In the years after 1991, the Kyiv Patriarchate worked hard to secure an independent church driven by the country’s political independence. This coincided with the Ukrainian secular authorities showing an interest in the autocephaly project. As early as 1993, Ukraine’s first President, Leonid Kravchuk, sent a representative to discuss the possibility of autocephaly with the Ecumenical Patriarch. President Leonid Kuchma kept a more balanced approach towards the autocephaly question, while President Viktor Yushchenko worked hard for autocephaly and unification of all the Ukrainian churches, but with little result. With the election of the pro- Russian President Viktor Yanukovich in 2010, presidential support for an autocephalous church declined.

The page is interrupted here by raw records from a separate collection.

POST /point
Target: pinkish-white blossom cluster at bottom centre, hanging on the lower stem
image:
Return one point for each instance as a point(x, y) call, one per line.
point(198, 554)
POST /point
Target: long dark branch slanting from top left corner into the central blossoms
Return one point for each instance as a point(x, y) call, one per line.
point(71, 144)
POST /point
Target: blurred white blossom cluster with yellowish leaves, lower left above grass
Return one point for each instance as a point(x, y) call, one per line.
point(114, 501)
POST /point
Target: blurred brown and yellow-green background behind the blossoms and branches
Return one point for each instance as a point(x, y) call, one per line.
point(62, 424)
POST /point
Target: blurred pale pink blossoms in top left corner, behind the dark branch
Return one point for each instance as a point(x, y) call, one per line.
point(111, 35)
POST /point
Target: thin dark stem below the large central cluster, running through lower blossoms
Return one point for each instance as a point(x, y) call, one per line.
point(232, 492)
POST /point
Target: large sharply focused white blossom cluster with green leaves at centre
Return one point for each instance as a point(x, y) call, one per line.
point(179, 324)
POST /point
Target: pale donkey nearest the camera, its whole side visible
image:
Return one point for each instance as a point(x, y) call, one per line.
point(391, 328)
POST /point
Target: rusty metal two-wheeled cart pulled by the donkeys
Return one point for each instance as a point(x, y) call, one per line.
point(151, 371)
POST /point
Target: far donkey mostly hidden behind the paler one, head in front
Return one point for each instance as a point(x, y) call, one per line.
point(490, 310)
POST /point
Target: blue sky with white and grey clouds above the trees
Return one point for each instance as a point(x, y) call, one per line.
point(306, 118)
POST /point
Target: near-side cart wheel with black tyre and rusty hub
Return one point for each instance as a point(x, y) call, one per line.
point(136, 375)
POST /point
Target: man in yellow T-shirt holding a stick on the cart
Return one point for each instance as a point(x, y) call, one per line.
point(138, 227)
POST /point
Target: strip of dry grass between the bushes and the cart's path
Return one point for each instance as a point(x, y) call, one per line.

The proxy war with Russia in Ukraine’s east and the annexation of Crimea in 2014 revived the religious battle over autocephaly. The Moscow Patriarchate has often been portrayed as a mouthpiece for Russian President Vladimir Putin. It has been criticized by the Ukrainian administration for its role regarding the war, with claims that it has sided with pro-Russian forces. President Petro Poroshenko has frequently described Russian interference in Ukraine’s religious life as a matter of hybrid warfare and portrayed the push for church independence as a national security question.

The Euromaidan protests at the end of 2013 and beginning of 2014, and the ensuing annexation of Crimea provided a valuable boost to President Poroshenko’s bid for church independence. The protests, which were triggered by the non-signing of the Association Agreement with the European Union, resulted in more than 100 deaths, with many more injured. Pro-Russian President Yanukovich fled the country in February 2014 and Mr Poroshenko won the following elections in the first round with his pro-EU narrative and the promise to reclaim Crimea and the eastern parts of Ukraine.

During Mr Poroshenko’s presidency, the question of church independence for Ukrainian believers gained in importance and became politicised. As President, Mr Poroshenko has used the entire state machinery to persuade the Ecumenical Patriarch of Constantinople to grant autocephaly.